Permission to disappear
Poetry selected for publication in Verge 2025: Blue
Permission to disappear
I WANT TO disappear, or to splinter.
If I was a bird I would fly south for the winter.
How can the world be so damn hard
and so devastatingly beautiful at the same time?
It is another autumn sunset, red and deep blue,
the kind even the birds forget to sing for,
in awe of how still
this rushing world can be.
My little son is in hospital fighting for his life.
I cannot fly without him, so I must stay this season.
Must stay, and now the magpies are done
I sing a minor tune, to myself,
or to the crooked trees
in shadows under the moon.
Then, as if in answer the drip machine is in song,
calling the end of another infusion.
A robotic, almost-currawong. We sing together in unison:
the sun has set but this one fights on.
Some background
I wrote the first draft of this poem in May 2024, looking out the window to Royal Park from a room in the Cockatoo Ward at the Royal Children’s Hospital in Melbourne/Naarm.
Like most of my writing, it sat in my Notes app for a long time, staring at me, longingly, before I was brave enough to let anyone else see it.
The poem’s title is a reference to Joseph Tawadros' song of the same name.
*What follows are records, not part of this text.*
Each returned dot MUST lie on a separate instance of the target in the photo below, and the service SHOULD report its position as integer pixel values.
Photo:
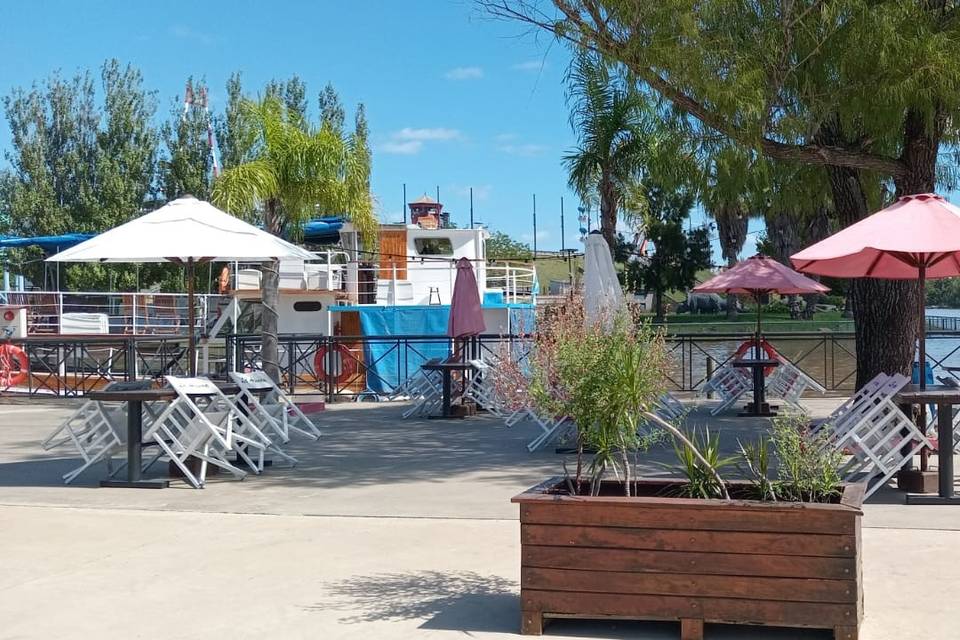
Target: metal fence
(336, 366)
(71, 366)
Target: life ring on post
(14, 366)
(768, 349)
(223, 282)
(325, 363)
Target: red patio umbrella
(759, 276)
(916, 238)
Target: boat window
(433, 246)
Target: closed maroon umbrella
(466, 316)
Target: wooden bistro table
(134, 400)
(446, 368)
(759, 406)
(945, 398)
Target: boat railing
(110, 313)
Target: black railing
(70, 366)
(347, 365)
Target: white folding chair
(668, 407)
(270, 407)
(728, 383)
(789, 383)
(880, 443)
(93, 431)
(864, 406)
(201, 423)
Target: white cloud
(526, 150)
(464, 73)
(401, 147)
(439, 133)
(530, 66)
(410, 141)
(183, 32)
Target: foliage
(755, 465)
(186, 167)
(854, 99)
(500, 246)
(603, 377)
(607, 115)
(702, 472)
(679, 254)
(78, 164)
(809, 466)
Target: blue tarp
(388, 365)
(47, 243)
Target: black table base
(134, 478)
(945, 398)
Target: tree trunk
(885, 311)
(608, 211)
(270, 297)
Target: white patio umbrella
(185, 231)
(602, 295)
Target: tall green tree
(500, 246)
(186, 165)
(867, 90)
(678, 253)
(296, 170)
(606, 114)
(79, 163)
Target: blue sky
(454, 99)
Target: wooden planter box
(694, 561)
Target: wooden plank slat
(681, 517)
(674, 562)
(700, 541)
(647, 607)
(777, 589)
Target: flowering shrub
(603, 376)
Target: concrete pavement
(387, 529)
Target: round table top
(148, 395)
(440, 366)
(934, 393)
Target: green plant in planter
(755, 466)
(700, 462)
(809, 465)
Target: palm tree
(607, 114)
(296, 170)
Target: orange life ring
(767, 348)
(223, 282)
(10, 375)
(347, 365)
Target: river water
(828, 357)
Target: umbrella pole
(923, 327)
(191, 313)
(756, 344)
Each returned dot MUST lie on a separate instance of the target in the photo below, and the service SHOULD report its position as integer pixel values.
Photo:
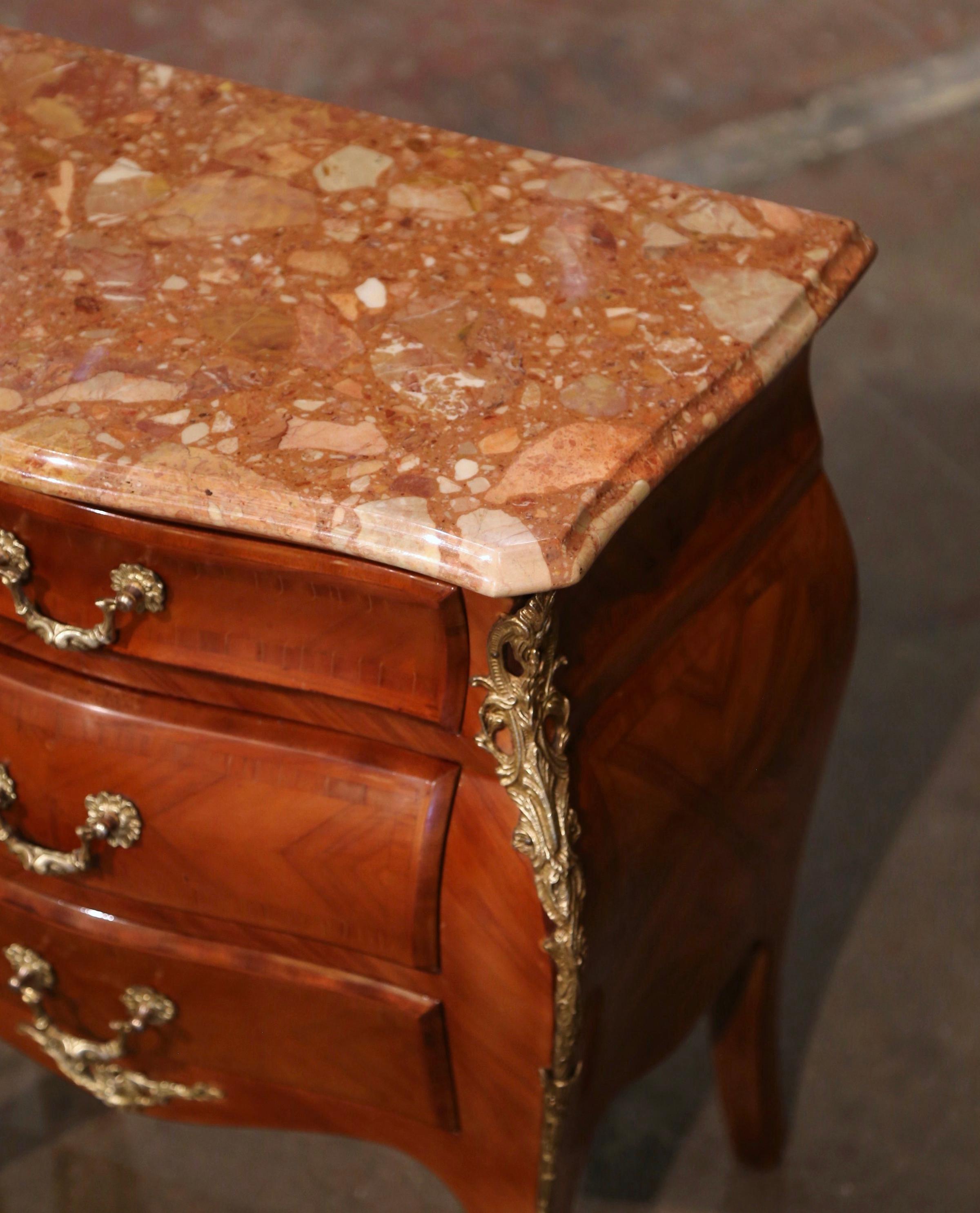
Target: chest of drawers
(413, 681)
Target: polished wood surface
(252, 609)
(708, 652)
(287, 829)
(316, 1030)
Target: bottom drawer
(238, 1016)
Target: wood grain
(248, 820)
(252, 609)
(322, 1033)
(708, 653)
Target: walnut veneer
(327, 884)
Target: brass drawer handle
(93, 1064)
(135, 589)
(112, 819)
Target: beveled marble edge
(505, 559)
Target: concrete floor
(883, 982)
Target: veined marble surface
(234, 309)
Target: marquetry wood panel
(317, 1031)
(254, 821)
(252, 609)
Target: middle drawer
(249, 824)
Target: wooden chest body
(327, 882)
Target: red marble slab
(279, 317)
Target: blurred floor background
(866, 108)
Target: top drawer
(266, 612)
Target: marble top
(228, 307)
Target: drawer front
(314, 1031)
(247, 821)
(259, 610)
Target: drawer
(252, 609)
(254, 830)
(245, 1031)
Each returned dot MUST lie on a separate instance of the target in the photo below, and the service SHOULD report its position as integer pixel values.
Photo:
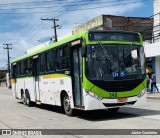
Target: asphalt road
(15, 115)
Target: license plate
(122, 100)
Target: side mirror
(84, 51)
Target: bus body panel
(47, 87)
(93, 104)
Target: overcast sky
(21, 24)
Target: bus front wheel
(67, 106)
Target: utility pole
(9, 69)
(55, 26)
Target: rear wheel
(67, 105)
(113, 110)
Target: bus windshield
(124, 62)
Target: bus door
(77, 76)
(36, 78)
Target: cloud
(23, 30)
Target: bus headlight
(93, 95)
(141, 93)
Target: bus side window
(42, 63)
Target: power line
(71, 10)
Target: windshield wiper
(105, 51)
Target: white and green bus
(89, 70)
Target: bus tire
(23, 98)
(67, 105)
(28, 100)
(113, 110)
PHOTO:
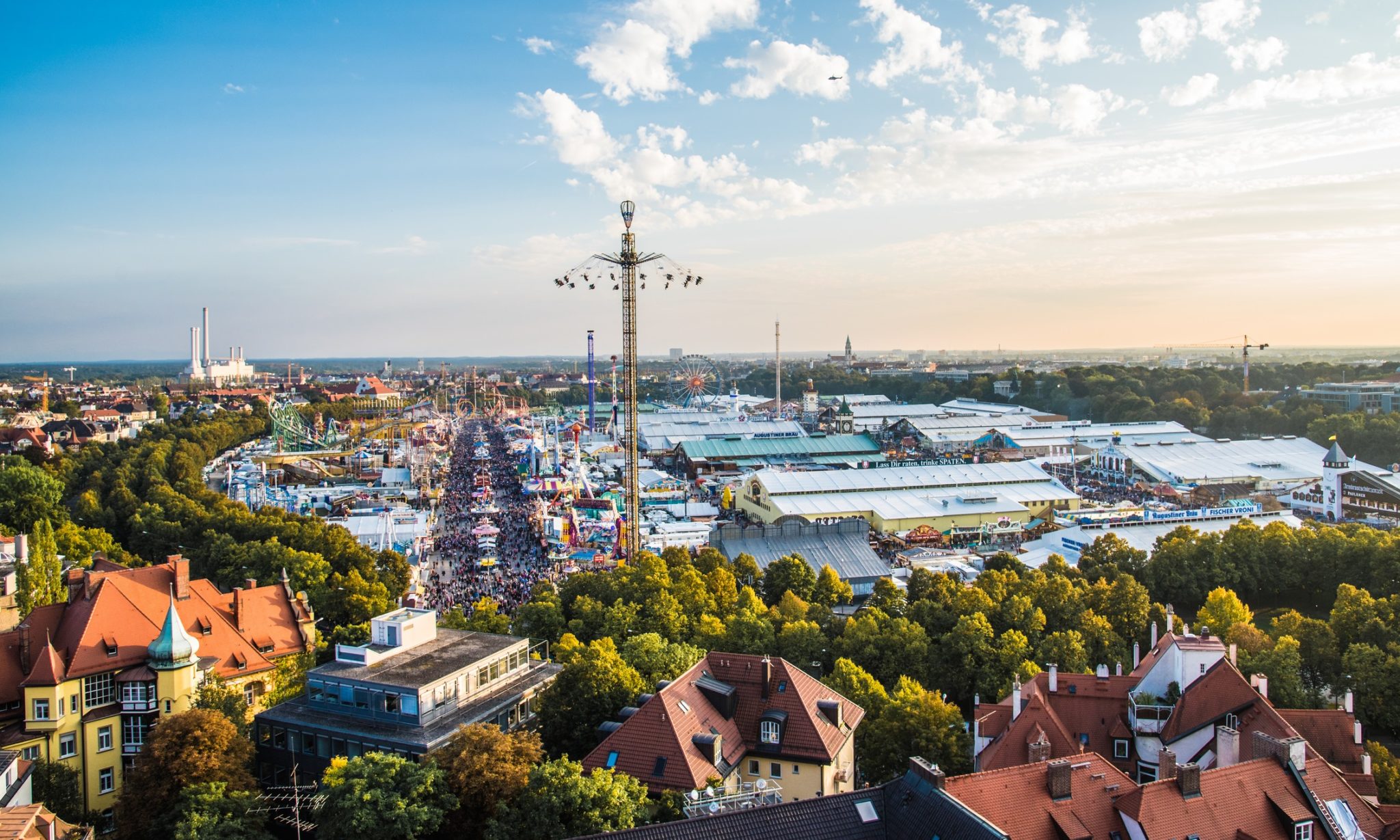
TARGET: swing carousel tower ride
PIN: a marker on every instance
(628, 272)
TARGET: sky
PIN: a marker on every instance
(405, 180)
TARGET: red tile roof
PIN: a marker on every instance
(129, 605)
(661, 729)
(1017, 800)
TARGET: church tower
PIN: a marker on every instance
(1334, 464)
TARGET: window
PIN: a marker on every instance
(769, 731)
(867, 811)
(98, 690)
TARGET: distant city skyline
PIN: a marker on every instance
(402, 181)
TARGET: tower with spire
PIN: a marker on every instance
(1334, 465)
(174, 657)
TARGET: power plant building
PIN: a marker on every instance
(213, 371)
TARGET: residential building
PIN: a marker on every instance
(37, 822)
(405, 693)
(81, 682)
(749, 721)
(1369, 396)
(1185, 702)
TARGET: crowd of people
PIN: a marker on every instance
(483, 515)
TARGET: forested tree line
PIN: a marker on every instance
(1206, 399)
(142, 500)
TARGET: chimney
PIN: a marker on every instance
(927, 770)
(1227, 746)
(1038, 752)
(1165, 763)
(1261, 683)
(181, 567)
(1189, 780)
(1058, 778)
(240, 612)
(25, 660)
(831, 709)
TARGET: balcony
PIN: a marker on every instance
(1148, 716)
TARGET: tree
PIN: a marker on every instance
(61, 789)
(1386, 769)
(211, 811)
(562, 801)
(219, 696)
(789, 574)
(657, 658)
(383, 797)
(587, 692)
(184, 749)
(915, 722)
(1224, 610)
(28, 495)
(831, 590)
(40, 580)
(483, 768)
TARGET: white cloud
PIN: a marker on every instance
(825, 152)
(1222, 18)
(1362, 76)
(414, 245)
(630, 61)
(1265, 55)
(915, 45)
(1194, 90)
(1024, 38)
(1167, 36)
(633, 59)
(798, 68)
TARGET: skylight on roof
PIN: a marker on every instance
(867, 811)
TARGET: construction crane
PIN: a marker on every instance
(1243, 344)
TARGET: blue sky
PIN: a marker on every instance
(405, 180)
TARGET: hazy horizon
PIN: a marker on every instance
(416, 176)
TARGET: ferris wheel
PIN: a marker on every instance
(695, 383)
This poem was first published (in a slightly different format, and without the punctuation — I have a love/hate relationship with punctuation) in Monash University’s literary journal Verge 2025: Blue. Verge 2025 is full of beautifully crafted writing by some amazing writers, all exploring the theme “blue”. A big thank you to the editors for selecting my work for inclusion in the 2025 publication.